聞き手/酒井 綱一郎(日経BP社取締役副社長)

最先端テクノロジーを駆使し、社会課題解決への貢献を目指す富士通。SDGsを目標にした国連との共同プロジェクトにも取り組んでいる。

――ESG、SDGsを企業戦略の中でどのように位置づけていますか。

佐々木 伸彦(ささき・のぶひこ)
富士通 執行役員副会長
1955年生まれ。1979年東京大学法学部卒業、通商産業省(現・経済産業省)入省。2010年通商政策局長、2012年経済産業審議官。2015年9月富士通顧問に就任。執行役員専務/CSOを経て、2018年4月より現職。

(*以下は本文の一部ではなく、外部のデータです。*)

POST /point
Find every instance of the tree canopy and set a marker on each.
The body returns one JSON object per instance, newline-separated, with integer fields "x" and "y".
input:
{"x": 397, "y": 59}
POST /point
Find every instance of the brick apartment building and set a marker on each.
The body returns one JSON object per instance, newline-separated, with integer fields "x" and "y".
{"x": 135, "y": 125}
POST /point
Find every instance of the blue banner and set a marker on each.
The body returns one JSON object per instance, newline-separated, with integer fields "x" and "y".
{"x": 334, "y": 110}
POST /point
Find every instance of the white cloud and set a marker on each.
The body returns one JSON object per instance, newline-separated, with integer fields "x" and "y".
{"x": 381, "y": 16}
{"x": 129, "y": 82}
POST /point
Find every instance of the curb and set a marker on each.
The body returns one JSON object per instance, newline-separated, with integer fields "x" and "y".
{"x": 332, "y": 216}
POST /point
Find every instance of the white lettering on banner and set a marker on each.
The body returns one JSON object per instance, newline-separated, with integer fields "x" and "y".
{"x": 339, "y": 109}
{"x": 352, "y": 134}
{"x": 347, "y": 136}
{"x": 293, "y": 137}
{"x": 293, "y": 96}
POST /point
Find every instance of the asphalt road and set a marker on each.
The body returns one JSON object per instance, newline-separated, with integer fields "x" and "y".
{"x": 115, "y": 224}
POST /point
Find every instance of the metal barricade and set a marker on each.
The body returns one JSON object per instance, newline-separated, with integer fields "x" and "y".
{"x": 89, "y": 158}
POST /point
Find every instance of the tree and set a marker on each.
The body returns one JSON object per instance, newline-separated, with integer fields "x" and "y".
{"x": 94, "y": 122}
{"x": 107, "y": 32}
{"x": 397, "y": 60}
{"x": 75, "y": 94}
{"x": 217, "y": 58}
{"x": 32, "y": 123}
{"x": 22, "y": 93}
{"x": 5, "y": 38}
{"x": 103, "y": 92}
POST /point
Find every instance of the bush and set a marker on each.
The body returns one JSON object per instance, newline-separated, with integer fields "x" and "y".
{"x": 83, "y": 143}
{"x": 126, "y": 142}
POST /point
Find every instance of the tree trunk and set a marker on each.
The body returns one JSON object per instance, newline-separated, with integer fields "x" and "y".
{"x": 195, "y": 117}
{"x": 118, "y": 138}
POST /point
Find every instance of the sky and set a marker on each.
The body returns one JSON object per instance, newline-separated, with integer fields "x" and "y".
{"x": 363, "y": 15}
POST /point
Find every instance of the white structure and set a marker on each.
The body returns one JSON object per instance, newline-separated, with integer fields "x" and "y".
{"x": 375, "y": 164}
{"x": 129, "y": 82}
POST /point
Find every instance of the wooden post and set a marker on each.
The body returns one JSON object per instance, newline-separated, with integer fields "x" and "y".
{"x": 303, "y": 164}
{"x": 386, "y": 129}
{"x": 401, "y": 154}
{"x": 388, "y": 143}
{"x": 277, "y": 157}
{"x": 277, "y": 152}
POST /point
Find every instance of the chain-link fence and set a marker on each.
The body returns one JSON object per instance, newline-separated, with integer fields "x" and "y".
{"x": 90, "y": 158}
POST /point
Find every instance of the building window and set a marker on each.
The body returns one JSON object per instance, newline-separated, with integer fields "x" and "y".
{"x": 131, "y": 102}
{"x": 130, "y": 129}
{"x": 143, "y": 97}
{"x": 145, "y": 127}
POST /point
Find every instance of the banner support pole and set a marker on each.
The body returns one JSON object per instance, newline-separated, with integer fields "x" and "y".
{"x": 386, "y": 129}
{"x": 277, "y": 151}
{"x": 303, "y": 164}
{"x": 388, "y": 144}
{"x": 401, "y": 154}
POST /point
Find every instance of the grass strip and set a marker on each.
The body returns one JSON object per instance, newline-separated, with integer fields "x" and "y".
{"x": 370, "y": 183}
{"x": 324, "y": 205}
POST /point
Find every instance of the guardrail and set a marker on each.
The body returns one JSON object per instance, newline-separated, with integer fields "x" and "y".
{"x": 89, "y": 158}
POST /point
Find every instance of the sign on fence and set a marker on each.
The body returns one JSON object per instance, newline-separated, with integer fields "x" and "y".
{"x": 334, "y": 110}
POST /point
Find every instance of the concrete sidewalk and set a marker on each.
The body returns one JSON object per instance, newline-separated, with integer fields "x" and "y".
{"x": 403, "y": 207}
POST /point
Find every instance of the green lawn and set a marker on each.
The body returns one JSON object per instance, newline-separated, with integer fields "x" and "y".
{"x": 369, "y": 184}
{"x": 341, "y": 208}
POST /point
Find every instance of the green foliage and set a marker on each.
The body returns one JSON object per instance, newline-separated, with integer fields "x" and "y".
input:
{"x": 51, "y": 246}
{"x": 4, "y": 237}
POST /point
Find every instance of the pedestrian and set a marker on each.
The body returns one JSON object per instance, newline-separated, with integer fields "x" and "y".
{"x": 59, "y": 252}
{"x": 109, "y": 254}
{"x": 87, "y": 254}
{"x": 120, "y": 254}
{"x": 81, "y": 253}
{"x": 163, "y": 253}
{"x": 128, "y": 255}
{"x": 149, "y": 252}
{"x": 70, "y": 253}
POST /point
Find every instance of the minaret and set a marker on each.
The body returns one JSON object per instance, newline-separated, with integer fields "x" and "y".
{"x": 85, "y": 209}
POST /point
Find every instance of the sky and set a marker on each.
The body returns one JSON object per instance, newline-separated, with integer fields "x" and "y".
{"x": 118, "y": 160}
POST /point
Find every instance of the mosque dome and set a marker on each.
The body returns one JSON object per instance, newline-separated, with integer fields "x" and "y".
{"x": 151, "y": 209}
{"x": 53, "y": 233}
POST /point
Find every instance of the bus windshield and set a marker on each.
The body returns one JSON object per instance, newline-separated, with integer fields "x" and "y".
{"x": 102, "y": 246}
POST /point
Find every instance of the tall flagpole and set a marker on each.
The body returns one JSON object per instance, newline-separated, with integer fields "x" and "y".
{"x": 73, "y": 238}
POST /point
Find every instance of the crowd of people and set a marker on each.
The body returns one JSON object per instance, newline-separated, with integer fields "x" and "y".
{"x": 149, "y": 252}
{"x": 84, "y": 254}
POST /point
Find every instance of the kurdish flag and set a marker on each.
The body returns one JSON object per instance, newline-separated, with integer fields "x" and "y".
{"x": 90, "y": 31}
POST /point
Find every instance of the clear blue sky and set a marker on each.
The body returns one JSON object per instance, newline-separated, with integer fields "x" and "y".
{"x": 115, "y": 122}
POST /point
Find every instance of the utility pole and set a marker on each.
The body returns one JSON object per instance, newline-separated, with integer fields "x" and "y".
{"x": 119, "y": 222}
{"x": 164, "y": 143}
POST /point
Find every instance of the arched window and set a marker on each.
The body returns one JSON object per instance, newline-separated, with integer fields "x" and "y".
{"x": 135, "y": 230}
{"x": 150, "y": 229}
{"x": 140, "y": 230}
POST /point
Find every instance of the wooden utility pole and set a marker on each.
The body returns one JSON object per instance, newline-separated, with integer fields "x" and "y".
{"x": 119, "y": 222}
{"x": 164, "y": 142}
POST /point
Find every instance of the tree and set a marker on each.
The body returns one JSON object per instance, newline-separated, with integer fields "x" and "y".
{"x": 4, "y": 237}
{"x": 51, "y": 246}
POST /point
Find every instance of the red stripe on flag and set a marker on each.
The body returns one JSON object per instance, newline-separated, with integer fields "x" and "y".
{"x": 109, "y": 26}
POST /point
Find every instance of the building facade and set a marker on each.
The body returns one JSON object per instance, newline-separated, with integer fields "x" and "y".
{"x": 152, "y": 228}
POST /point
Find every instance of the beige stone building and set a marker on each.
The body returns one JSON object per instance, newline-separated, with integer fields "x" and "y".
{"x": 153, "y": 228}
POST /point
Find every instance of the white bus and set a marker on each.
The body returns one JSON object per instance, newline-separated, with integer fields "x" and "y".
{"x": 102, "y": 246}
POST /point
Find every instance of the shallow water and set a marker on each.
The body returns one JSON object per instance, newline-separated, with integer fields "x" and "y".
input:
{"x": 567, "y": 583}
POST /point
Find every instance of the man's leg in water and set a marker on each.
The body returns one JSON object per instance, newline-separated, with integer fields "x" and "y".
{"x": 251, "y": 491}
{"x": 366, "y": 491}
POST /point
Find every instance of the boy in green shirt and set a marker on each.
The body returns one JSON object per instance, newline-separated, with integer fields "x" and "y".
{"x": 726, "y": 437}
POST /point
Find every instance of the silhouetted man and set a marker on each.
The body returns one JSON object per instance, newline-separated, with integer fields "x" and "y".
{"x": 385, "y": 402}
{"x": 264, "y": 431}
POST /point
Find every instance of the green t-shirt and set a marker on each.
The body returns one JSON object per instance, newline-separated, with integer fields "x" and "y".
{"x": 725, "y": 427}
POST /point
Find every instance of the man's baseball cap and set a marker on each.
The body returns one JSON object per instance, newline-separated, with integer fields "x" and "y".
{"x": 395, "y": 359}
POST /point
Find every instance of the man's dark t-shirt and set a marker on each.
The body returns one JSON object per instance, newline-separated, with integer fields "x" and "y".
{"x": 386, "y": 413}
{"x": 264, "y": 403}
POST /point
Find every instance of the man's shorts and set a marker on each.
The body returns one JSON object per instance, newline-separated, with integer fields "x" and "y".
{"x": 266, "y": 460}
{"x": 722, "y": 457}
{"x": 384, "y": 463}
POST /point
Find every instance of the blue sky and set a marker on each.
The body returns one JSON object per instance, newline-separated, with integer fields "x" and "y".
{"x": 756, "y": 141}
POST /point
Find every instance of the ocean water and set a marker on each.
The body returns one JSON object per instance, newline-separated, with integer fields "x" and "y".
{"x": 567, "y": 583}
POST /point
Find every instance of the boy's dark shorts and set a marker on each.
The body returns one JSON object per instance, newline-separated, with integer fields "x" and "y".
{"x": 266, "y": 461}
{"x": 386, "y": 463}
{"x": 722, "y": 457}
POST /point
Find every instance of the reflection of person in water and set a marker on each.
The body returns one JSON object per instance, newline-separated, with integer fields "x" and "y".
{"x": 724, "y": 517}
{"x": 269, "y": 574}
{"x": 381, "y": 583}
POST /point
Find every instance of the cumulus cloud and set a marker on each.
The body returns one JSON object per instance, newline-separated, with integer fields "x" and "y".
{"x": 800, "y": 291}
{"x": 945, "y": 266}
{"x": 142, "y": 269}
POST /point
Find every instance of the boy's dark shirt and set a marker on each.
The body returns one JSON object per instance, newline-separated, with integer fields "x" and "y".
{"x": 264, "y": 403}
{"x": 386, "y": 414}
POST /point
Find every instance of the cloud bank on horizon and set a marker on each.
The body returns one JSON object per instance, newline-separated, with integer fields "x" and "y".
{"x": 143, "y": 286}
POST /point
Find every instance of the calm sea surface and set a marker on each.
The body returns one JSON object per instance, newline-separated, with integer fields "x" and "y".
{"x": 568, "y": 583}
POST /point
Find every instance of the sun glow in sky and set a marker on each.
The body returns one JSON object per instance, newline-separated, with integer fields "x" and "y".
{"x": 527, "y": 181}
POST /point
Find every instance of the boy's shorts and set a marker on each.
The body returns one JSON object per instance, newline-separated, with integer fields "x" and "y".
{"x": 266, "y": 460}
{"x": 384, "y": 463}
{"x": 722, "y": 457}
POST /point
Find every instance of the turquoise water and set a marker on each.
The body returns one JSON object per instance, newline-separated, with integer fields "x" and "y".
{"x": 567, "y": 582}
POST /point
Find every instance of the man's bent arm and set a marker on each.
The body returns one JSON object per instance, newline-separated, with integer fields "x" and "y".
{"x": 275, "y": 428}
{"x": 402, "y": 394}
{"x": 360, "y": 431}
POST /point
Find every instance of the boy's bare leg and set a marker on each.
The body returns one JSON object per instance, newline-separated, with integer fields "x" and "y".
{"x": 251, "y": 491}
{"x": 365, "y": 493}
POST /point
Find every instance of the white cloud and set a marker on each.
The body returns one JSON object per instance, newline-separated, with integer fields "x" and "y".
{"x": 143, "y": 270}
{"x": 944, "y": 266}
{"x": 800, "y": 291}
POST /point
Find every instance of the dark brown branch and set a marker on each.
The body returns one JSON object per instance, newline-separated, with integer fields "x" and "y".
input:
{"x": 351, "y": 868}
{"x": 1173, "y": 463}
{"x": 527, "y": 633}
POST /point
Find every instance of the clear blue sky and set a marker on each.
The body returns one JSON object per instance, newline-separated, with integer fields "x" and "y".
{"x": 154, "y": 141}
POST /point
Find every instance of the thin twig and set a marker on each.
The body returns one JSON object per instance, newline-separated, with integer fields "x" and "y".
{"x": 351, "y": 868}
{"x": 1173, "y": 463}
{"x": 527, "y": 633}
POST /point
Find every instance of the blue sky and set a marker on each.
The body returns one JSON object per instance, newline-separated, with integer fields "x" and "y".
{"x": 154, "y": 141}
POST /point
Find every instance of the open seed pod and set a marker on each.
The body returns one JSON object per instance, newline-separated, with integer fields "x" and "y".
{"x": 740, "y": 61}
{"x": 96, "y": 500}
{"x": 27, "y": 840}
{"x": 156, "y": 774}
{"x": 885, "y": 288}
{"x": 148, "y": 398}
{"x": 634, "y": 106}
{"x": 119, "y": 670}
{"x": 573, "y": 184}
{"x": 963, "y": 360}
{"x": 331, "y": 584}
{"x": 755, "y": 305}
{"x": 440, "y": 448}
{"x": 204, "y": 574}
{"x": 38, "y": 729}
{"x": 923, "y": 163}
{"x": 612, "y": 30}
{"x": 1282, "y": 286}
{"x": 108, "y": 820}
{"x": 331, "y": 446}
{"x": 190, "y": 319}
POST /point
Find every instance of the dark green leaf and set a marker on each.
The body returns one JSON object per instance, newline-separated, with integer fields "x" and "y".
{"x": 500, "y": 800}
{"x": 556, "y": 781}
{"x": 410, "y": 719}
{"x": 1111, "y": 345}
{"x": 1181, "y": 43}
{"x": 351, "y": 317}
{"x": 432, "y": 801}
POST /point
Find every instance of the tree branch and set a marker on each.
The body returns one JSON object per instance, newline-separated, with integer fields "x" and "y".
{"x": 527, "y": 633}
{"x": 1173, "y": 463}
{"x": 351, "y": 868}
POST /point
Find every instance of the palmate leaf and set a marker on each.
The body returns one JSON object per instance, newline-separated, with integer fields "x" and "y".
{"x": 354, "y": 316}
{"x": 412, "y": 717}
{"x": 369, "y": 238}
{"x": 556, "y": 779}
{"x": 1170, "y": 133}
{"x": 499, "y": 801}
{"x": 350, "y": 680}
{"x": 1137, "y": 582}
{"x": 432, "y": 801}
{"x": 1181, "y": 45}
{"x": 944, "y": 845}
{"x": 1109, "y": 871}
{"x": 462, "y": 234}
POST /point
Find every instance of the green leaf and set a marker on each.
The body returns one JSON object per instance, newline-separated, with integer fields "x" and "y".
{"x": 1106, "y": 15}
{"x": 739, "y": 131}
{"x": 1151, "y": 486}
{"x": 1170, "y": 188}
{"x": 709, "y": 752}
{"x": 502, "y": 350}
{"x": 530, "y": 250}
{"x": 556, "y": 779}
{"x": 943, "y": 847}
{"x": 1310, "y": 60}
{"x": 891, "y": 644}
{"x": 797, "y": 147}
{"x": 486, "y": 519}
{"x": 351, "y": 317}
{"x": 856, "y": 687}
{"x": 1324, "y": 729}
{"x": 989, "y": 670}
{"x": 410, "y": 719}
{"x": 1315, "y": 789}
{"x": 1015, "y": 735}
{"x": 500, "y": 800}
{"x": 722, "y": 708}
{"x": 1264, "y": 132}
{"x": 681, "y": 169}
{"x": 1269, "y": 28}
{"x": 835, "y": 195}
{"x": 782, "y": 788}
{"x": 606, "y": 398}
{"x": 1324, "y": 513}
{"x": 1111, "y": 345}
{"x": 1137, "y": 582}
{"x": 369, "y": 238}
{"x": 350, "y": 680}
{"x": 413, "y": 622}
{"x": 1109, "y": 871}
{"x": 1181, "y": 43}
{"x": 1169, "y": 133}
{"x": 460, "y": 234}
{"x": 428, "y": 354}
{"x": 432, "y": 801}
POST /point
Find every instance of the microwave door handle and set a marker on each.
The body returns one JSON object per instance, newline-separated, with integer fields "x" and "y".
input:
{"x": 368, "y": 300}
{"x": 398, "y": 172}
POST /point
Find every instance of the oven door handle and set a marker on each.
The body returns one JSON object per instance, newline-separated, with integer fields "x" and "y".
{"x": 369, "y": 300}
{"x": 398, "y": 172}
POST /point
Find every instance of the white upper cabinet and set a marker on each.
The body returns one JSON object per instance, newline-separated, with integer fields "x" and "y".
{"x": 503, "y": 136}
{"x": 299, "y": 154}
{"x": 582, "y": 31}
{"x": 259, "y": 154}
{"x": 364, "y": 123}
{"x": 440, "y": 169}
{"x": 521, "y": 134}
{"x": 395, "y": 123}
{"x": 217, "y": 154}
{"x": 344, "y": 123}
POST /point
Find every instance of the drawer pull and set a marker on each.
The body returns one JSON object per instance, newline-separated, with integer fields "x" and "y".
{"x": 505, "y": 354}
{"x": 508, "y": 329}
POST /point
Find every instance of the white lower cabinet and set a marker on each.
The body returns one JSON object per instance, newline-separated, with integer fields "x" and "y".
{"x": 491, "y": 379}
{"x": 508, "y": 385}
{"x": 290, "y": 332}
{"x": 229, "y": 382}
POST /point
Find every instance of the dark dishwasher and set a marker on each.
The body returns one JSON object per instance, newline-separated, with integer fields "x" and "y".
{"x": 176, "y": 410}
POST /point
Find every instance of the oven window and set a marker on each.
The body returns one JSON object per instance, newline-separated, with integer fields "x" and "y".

佐々木 伸彦氏(以下、敬称略) 富士通は「テクノロジーで人を幸せにすること」を目指して仕事をしていますが、これは技術によって社会課題の解決に貢献したいということです。SDGsは、社会課題の解決には企業の力が必要だという国連からのメッセージ。当社の思いとSDGsの企業を呼び寄せる力、その2つの同心円が重なりつつあるのが現在の状況だと考えます。

 企業は本来利益を上げることで社会に貢献していくものですが、いまはSDGsをいかに事業の中核に取り込めるかが勝負の分かれ目になります。同心円の重なりが大きくなるほど、ビジネス活動として利益を追求しつつ、社会課題解決への貢献も効果的に進んでいくと思います。

――テクノロジーで社会課題の解決にどう貢献していけるのでしょうか。

佐々木 いまはAI、IoT、クラウドといったICT(情報通信技術)により社会が激しく変化しつつあります。ビジネス活動においてもデジタルトランスフォーメーション、すなわちデジタル技術が企業の本業を変革する時代を迎えています。

 当社はそうした技術を持っている側ですから、その技術でお客様のデータを可視化・分析し、新たな価値に変えていくパートナーとなり得ます。そしてお客様の本業を大きくしていくことで、社会に貢献していきたいと考えています。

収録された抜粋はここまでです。